Now it is Customs. We needed to declare everything we bring in other than clothes and toiletries. This means all cash, all books, all electronics including how many phones / computers / memory / camera equipment.
More specific with phones. It was taken from me for registration, then returned back to me. The officer who took my phone and passed it to someone else actually forgot to return it back to me, I had to chase him. My phone was off throughout, and it had a password as you do, so they did not check what was in my phone.
They do have the right to check for all contents in phones / computers / memories, but they did not do this to our tour group.

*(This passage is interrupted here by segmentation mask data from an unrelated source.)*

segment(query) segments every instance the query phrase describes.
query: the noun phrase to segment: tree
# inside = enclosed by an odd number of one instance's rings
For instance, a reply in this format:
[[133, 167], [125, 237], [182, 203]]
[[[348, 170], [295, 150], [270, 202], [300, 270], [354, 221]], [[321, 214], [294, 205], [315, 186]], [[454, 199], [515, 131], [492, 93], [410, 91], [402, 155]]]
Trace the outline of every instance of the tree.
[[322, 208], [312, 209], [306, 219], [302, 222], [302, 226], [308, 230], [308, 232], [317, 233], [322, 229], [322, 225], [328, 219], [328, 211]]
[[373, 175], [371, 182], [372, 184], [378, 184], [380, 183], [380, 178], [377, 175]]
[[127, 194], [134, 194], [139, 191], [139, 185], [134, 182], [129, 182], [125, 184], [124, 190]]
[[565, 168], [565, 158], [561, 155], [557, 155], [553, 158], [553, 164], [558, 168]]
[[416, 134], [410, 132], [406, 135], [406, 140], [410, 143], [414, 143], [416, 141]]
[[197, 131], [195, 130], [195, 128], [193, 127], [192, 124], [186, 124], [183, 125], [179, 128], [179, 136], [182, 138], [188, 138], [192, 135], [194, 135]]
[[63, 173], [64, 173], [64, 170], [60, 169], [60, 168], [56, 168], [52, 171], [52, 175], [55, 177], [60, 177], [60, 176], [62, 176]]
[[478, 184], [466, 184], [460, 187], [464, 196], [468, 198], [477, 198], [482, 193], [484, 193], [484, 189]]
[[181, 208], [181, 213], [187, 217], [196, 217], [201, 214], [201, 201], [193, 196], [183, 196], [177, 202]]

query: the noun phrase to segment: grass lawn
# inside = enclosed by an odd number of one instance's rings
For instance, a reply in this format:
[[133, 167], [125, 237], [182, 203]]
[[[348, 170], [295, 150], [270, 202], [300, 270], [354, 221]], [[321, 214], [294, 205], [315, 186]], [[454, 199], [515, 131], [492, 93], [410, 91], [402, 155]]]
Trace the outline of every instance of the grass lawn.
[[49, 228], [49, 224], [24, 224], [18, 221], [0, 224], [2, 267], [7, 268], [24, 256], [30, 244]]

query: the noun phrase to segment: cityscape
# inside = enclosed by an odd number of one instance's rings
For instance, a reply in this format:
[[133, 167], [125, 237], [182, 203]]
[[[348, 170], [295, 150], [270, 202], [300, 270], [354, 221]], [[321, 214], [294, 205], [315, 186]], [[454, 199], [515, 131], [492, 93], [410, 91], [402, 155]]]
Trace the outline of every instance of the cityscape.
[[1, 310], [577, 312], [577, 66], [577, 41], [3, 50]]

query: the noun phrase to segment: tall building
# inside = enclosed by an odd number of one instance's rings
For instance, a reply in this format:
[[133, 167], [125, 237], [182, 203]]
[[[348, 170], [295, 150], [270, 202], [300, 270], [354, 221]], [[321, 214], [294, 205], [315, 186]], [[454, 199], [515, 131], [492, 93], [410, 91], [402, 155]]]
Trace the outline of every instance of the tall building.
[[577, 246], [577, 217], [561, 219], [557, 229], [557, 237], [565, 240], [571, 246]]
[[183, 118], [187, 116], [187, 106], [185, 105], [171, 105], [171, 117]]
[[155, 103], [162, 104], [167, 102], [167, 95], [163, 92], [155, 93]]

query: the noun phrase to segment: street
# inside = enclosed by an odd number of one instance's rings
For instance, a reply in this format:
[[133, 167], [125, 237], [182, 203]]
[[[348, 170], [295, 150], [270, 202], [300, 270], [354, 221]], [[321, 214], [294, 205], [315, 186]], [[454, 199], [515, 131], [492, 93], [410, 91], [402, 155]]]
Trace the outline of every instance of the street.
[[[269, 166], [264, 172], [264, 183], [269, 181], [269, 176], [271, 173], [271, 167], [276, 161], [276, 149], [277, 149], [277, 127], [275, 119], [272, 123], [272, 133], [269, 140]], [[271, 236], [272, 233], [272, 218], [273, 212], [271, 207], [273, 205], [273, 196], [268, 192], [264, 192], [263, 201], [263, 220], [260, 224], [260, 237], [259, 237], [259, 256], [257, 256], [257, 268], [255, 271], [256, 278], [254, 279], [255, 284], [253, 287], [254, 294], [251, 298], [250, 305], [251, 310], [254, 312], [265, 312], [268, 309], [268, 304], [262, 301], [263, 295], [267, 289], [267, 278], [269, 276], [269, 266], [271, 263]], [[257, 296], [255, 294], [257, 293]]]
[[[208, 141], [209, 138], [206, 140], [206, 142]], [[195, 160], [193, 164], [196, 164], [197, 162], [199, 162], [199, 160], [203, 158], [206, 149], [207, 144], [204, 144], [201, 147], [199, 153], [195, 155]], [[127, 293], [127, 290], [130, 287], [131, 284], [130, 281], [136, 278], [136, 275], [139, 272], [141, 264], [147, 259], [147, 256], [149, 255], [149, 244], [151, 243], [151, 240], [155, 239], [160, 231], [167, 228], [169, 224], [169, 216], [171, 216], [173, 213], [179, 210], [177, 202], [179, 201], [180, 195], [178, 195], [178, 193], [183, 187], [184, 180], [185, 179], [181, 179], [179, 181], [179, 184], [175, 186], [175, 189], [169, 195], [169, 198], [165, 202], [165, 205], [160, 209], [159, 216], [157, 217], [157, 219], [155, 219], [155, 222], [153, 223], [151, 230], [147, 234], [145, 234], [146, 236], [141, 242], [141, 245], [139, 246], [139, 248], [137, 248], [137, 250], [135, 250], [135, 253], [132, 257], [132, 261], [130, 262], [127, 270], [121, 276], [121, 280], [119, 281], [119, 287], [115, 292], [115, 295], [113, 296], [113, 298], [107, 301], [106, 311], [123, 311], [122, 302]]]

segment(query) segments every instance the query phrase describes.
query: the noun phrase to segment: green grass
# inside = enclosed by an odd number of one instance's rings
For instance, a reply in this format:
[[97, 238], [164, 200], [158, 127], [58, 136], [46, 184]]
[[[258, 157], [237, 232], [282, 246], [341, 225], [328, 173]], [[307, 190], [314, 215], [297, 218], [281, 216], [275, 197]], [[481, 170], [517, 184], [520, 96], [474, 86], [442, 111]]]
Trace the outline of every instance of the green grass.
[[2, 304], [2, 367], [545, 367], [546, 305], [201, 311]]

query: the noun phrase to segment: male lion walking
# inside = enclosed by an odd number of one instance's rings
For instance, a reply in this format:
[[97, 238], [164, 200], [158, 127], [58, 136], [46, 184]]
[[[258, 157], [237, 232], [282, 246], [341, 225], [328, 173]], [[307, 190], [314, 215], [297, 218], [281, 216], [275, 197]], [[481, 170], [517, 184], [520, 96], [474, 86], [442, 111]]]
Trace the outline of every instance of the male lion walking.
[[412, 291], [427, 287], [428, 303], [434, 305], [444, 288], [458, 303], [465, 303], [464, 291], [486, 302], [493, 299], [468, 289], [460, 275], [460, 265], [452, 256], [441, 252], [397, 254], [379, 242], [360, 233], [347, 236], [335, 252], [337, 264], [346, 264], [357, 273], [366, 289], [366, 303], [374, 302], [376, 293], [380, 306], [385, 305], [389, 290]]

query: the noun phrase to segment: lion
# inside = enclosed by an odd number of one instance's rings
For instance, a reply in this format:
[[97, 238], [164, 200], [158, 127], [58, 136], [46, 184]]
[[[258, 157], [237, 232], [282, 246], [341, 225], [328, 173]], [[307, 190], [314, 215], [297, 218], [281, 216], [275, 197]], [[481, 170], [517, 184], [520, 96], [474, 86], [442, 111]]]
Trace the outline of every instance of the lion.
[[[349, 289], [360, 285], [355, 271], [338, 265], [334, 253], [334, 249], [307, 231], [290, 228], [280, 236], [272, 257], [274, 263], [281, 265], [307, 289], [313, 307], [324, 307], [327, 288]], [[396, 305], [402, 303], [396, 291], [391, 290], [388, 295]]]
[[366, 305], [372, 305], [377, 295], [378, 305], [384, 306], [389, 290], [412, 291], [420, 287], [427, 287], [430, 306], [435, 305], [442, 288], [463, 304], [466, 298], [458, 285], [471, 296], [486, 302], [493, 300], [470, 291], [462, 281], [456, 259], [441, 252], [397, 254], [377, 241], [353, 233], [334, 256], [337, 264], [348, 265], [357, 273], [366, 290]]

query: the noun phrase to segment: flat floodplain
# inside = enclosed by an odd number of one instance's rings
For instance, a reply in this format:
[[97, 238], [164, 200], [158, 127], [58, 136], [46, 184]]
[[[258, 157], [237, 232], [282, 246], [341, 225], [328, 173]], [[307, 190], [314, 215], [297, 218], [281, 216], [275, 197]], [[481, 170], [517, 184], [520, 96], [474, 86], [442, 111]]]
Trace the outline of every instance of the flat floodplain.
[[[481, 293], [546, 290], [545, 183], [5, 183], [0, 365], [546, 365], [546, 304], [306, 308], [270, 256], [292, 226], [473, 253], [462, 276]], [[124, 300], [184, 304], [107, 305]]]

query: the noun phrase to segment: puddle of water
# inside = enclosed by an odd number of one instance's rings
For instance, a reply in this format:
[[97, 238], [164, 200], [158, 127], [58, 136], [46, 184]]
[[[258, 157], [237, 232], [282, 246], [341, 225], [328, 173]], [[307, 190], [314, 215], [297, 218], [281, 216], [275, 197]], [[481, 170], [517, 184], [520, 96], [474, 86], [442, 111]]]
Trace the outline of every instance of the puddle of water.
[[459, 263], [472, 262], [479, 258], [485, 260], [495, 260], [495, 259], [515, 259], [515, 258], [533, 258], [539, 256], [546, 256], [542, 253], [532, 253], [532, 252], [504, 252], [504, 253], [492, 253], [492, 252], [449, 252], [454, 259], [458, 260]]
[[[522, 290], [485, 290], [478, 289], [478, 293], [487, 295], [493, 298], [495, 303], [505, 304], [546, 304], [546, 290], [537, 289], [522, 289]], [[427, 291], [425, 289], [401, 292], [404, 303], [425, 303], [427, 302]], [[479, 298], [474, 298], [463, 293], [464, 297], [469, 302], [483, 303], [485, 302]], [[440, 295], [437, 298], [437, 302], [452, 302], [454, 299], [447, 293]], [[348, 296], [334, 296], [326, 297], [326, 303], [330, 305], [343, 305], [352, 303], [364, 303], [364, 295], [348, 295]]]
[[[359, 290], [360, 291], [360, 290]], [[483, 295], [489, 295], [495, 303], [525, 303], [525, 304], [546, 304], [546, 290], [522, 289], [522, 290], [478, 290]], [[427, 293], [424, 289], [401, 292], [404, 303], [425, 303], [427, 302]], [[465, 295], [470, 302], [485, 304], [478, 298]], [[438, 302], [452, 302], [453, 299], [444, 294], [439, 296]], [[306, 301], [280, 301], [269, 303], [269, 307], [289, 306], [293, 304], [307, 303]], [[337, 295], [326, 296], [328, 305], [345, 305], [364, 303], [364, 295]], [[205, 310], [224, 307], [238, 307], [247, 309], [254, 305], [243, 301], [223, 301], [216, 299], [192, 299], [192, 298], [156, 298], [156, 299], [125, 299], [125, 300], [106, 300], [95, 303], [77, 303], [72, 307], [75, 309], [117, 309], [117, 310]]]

One of us in the tour group brought a book to read just for boredom. That was scrutinised. They do not allow anything which contains information on Korea (north), or religion.
Ironically, the Customs declaration form was printed in Korean + English + Chinese simplified, and one of the questions was whether I was carrying “drugs” in English but ‘narcotic’ in Chinese. There is a big difference between drugs and narcotics. I had prescription skin cream with me. Being Australian, I decided to follow English translation, and follow what AQIS always say, that is tick yes if you are not sure. Well, turned out they did not care about this at all.
We all cleared Customs, so we sat around and waited for our tour guide, except the American man who was nowhere to be seen. Few of us went around the airport, and eventually found him drinking at a bar on his own, without telling anyone. Remember that rule about how everyone must stay with the tour guide in Korea, nobody could leave on their own? Yep, this is the sign of what was to come for the next 6 days.